Modern Web Ad-Blocking

Marco Arment writes:

Web ads are dramatically different from prior ad media, though — rather than just being printed on paper or inserted into a broadcast, web ads are software. They run arbitrary code on your computer, which can (and usually does) collect and send data about you and your behavior back to the advertisers and publishers. And there’s so much consolidation amongst ad networks and analytics providers that they can easily track your behavior across multiple sites, building a creepily accurate and deep profile of your personal information and private business.

I couldn’t agree more.

Daring Fireball adds:

It’s not just about privacy. There are other costs: network bandwidth (which for many of us is metered on cellular), page load times, and increased CPU usage, are real costs — paid entirely by the visitors to websites.

That too.

One surprise: Arment and Gruber both use Ghostery. Ghostery is built by an unusual company that’s somewhat of an advertising firm itself. If a user opts-in, Ghostery collects anonymized data about what it blocks; this data is made available to academics and advertisers alike. Ghostery’s corporate aim appears to be to restore balance between advertisers and consumers. It’s an intriguing business model but not without the potential for future conflict of interest.

Beyond Ghostery, there’s a rogue’s gallery of blocking extensions to choose from:

Adblock and Adblock Plus are widely used and, confusingly, unrelated. Historically, Adblock was a respected open source project. Today, alas, it’s a dubious proprietary solution that’s best avoided. Adblock Plus, a capable open source project, apparently allows approved advertisers to buy their way onto a whitelist: a bizarre proposition for an ad blocker if ever there were.

uBlock and uBlock Origin are two forks of the same open-source project, with a nastily tangled political history. The rift occurred recently so, at least today, the services are similar. Both provide list-based blocking that draws from a wide range of publicly available blocklists. (My experience with uBlock has been extremely positive so far.)

Privacy Badger is the EFF’s new open-source content blocker. It’s still young, so it doesn’t yet support Safari, but it has an interesting premise: in order to complement pre-canned blocklists, Badger looks for recurring third-pary domain references. Such domains are summarily blocked. With extended use, Badger has the potential to identify trackers that none of the pre-baked lists contain.

Disconnect.me is a private company founded by former Google engineers that provides a smörgåsbord of security and privacy capabilities, including ad-blocking and search anonymization, through its underlying VPN network.

All told, the ad blocking market is a bit of a zoo right now. As the (unplanned) owner and developer of a VPN service myself, I’ve kept ad-blocking at arm’s length. On the one hand, blocking would be a natural and useful addition to a tool like Cloak.

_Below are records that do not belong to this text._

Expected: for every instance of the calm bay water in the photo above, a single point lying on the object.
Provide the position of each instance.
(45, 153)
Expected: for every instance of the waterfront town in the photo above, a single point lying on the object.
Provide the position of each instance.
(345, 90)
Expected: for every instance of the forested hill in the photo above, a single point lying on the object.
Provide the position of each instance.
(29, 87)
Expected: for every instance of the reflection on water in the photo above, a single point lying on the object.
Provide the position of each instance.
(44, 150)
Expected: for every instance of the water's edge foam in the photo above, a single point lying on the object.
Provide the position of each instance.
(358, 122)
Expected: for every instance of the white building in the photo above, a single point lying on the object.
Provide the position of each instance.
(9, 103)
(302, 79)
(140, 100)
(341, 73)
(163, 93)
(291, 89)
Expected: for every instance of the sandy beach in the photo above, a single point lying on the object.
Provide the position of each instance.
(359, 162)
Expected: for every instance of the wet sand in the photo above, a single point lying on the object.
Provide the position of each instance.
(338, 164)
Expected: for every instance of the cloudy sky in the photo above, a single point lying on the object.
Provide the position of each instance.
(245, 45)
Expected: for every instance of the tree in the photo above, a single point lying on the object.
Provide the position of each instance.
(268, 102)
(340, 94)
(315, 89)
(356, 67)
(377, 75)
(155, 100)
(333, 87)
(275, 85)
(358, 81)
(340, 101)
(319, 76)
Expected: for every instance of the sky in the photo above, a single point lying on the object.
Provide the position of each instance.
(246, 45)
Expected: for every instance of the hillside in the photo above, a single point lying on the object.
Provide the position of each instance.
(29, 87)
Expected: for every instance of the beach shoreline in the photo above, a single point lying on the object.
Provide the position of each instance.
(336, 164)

On the other: in a hopeful future where the web is strictly HTTPS, personal VPNs serve no security purpose. As a result, I feel that content blockers are strictly the domain of browsers and their plugins, rather than of DNS or VPN solutions. This is one reason that I’m not in love with Disconnect’s approach. (Another: I dislike their hyperbolic fear-based marketing.)

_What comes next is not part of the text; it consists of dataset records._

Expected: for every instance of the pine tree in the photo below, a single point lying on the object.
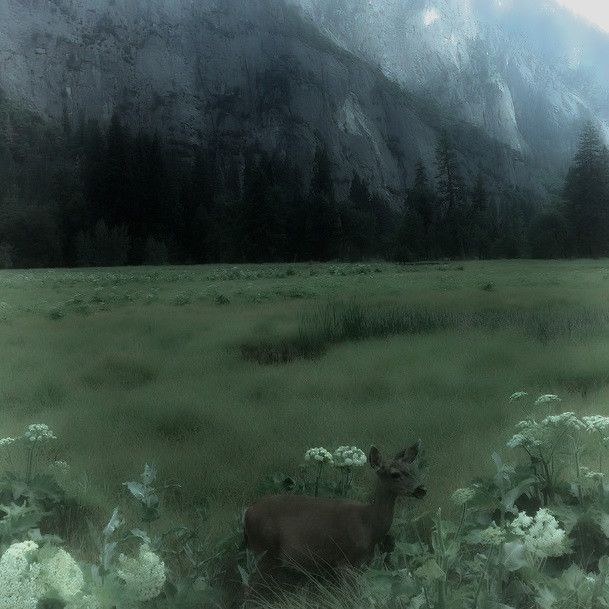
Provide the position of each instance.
(480, 223)
(451, 197)
(587, 195)
(416, 234)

I don’t expect the market to crown any clear winners in the near-term. With the introduction of new content blocking extension points in iOS 9 and OS X El Capitan, it seems likely that we’ll soon see a new wave of tools emerge to challenge the old. Apple’s extension points permit quite complex blocking designs, while ensuring that the blocking software itself can never collect information about user behavior.